The newspaper published its exclusive interview with Snowden on Wednesday night local time. He told Post reporter Lana Lam, "I'm neither traitor nor hero. I'm an American."
The Post did not report how it contacted Snowden or provide information about his current whereabouts. The paper said that Snowden spoke to Lam from a "secret location in Hong Kong." Lam has been a reporter for the Post for nearly three years.
Snowden addressed why he fled to Hong Kong during the interview. “People who think I made a mistake in picking HK as a location misunderstand my intentions," Snowden told the Post. "I am not here to hide from justice; I am here to reveal criminality." He added that he had "faith" in Hong Kong's justice system, and that his "intention is to ask the courts and people of Hong Kong to decide [his] fate."
Snowden has been on the run since the NSA story broke, and fled to Hong Kong from Hawaii on May 20. The revelation set off journalists in Hong Kong scrambling to find him. The Guardian's Ewen MacAskill reported that Snowden checked out of Hong Kong's Mira Hotel on Monday, fearing that he would be found. "It is thought he is now in a safe house," MacAskill said on Tuesday.
Snowden has not made any requests for asylum, though he told the Post that he would fight any attempts by the United States to have him extradited in the Hong Kong court system. Russia's government has also said that it would consider granting Snowden asylum if he requested it.
Snowden has previously said that he sought refuge in Hong Kong for its "spirited commitment to free speech and the right of political dissent." The revelation sparked spirited debate about whether it was a wise choice, with some experts arguing that Hong Kong would likely extradite Snowden to the United States given the treaty between the two governments. Other legal experts, however, said that he could remain in Hong Kong for years if he fights extradition attempts in court.
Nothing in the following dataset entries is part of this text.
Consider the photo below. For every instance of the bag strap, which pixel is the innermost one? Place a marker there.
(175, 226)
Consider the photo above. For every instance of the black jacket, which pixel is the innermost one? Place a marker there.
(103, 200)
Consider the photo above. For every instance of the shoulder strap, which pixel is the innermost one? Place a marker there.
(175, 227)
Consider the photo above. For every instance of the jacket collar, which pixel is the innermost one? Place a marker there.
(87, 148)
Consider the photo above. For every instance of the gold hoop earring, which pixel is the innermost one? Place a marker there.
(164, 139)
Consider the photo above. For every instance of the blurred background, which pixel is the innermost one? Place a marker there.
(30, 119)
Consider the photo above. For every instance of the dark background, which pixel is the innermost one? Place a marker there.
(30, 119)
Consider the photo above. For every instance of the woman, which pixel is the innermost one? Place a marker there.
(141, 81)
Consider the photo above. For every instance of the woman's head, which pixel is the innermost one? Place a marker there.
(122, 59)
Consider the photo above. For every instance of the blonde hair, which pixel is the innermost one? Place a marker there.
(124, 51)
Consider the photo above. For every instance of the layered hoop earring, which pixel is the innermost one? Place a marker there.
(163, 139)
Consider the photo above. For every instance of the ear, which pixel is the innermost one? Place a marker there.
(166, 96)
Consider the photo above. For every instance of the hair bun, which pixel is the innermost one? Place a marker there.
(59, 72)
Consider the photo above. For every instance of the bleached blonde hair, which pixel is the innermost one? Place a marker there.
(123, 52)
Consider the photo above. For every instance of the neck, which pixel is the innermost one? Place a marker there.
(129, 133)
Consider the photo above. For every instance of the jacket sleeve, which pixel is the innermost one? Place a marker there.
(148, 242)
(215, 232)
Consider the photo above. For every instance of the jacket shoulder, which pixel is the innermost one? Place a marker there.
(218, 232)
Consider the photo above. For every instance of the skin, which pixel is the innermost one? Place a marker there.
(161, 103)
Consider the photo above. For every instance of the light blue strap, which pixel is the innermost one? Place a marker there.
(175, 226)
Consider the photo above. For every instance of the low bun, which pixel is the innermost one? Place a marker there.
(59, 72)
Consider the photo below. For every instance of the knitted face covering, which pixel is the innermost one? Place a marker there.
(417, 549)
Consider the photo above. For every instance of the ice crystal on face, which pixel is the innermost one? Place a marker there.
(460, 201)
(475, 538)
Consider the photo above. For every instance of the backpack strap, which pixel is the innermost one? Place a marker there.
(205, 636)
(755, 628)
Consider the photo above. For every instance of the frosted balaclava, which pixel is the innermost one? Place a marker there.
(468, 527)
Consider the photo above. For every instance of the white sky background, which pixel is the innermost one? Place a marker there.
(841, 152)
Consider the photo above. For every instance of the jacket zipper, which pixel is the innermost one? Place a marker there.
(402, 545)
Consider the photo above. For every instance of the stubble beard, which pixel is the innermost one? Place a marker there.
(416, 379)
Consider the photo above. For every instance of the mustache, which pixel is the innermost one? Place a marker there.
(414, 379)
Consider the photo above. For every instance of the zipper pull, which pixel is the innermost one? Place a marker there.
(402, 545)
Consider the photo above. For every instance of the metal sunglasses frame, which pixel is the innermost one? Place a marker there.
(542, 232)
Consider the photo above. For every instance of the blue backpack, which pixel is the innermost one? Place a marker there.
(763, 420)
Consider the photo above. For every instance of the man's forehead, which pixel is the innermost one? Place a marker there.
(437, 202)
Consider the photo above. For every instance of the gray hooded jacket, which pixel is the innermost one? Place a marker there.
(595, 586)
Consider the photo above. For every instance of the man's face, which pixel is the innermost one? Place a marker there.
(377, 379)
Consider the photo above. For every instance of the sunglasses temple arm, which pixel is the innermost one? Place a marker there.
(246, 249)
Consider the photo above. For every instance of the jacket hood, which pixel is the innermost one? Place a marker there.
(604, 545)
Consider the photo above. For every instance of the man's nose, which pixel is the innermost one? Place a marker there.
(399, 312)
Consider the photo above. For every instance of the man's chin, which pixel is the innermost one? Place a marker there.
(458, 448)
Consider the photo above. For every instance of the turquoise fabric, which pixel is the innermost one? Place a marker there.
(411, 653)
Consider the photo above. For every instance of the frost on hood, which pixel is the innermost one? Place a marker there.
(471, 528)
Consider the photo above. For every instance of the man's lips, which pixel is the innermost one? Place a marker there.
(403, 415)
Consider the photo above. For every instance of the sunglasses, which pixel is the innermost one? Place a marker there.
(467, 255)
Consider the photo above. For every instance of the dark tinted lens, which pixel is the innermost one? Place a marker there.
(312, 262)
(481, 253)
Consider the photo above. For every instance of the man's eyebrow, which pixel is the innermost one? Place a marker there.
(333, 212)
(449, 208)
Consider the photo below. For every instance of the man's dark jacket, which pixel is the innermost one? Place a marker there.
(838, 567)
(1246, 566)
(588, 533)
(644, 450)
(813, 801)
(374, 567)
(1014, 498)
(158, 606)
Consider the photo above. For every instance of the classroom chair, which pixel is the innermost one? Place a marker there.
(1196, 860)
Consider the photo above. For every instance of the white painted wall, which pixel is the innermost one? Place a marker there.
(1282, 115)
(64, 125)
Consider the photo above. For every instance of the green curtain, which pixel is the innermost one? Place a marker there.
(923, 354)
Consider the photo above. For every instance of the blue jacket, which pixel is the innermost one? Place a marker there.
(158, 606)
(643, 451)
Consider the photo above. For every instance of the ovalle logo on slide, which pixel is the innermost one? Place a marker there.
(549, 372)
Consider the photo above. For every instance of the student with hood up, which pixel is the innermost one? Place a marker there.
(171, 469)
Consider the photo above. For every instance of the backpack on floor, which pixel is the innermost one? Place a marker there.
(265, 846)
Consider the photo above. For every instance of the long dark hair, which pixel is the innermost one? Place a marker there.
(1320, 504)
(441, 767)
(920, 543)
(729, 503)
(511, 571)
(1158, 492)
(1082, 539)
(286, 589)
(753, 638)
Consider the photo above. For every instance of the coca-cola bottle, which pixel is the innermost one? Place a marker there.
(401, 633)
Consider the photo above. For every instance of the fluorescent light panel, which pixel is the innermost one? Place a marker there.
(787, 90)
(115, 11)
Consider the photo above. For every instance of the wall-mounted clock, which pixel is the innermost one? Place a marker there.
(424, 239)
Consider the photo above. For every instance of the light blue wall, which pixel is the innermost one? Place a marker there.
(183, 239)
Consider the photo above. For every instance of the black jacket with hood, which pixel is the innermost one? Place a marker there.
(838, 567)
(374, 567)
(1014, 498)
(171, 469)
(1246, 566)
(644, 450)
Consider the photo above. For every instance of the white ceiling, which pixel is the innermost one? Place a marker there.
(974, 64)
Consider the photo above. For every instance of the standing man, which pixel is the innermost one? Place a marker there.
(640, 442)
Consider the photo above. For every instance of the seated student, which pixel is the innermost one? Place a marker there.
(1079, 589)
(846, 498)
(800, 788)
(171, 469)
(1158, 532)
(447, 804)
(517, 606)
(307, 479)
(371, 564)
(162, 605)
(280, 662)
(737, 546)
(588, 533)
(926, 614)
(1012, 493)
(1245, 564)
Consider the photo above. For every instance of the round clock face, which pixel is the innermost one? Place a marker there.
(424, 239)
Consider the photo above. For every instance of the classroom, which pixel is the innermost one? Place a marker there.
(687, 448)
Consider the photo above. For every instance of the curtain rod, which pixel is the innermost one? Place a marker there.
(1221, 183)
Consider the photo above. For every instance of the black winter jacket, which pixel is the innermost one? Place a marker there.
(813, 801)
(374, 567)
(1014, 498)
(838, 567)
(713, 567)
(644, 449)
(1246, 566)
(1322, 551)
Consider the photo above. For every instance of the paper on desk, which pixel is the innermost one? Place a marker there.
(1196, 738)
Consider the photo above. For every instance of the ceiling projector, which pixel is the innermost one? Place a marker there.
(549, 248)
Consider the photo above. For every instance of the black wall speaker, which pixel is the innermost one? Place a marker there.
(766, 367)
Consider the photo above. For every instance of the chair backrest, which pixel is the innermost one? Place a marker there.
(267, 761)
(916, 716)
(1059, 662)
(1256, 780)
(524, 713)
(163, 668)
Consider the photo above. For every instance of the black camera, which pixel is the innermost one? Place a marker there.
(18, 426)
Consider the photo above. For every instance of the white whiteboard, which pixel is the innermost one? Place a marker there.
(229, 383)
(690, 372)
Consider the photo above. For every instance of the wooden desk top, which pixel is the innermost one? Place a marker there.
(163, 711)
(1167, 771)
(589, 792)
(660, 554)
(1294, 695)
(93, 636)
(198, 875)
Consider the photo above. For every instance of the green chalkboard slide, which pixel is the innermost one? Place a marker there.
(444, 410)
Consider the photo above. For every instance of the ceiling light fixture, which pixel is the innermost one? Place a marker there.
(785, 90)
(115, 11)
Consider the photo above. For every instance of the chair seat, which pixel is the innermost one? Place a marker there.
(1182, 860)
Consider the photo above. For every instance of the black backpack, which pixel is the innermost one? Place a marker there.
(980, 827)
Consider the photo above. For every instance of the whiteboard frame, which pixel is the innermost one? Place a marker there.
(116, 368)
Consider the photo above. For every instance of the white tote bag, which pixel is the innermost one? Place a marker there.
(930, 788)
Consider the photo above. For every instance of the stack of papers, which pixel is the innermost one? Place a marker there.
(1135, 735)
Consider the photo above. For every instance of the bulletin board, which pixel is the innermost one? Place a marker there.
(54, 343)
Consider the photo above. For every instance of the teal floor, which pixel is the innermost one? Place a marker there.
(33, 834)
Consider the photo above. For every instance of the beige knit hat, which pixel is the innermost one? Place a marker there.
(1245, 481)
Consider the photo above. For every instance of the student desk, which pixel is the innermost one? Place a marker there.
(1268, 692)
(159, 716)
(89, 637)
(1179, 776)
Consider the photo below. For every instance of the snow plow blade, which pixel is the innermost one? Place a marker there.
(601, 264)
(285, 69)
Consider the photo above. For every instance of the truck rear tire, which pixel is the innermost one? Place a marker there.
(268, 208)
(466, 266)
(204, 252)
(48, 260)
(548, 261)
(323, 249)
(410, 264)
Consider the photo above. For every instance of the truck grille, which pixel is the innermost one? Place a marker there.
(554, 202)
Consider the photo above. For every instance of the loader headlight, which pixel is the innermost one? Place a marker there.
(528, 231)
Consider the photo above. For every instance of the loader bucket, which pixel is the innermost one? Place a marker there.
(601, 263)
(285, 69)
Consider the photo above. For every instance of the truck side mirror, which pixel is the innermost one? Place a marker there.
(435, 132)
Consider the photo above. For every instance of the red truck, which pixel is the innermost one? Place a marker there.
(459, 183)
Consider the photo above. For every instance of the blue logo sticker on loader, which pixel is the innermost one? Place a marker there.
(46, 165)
The Guardian's Glenn Greenwald, who Snowden contacted months ago with the top-secret information, told The Associated Press that the former NSA contracter fled to Hong Kong because he feared he would not be given a fair trial in the U.S. "If the Justice Department does end up indicting him, which almost certainly it will — it's basically inevitable at this point — he doesn't really trust the judicial system in the United States to give him a fair trial," Greenwald said.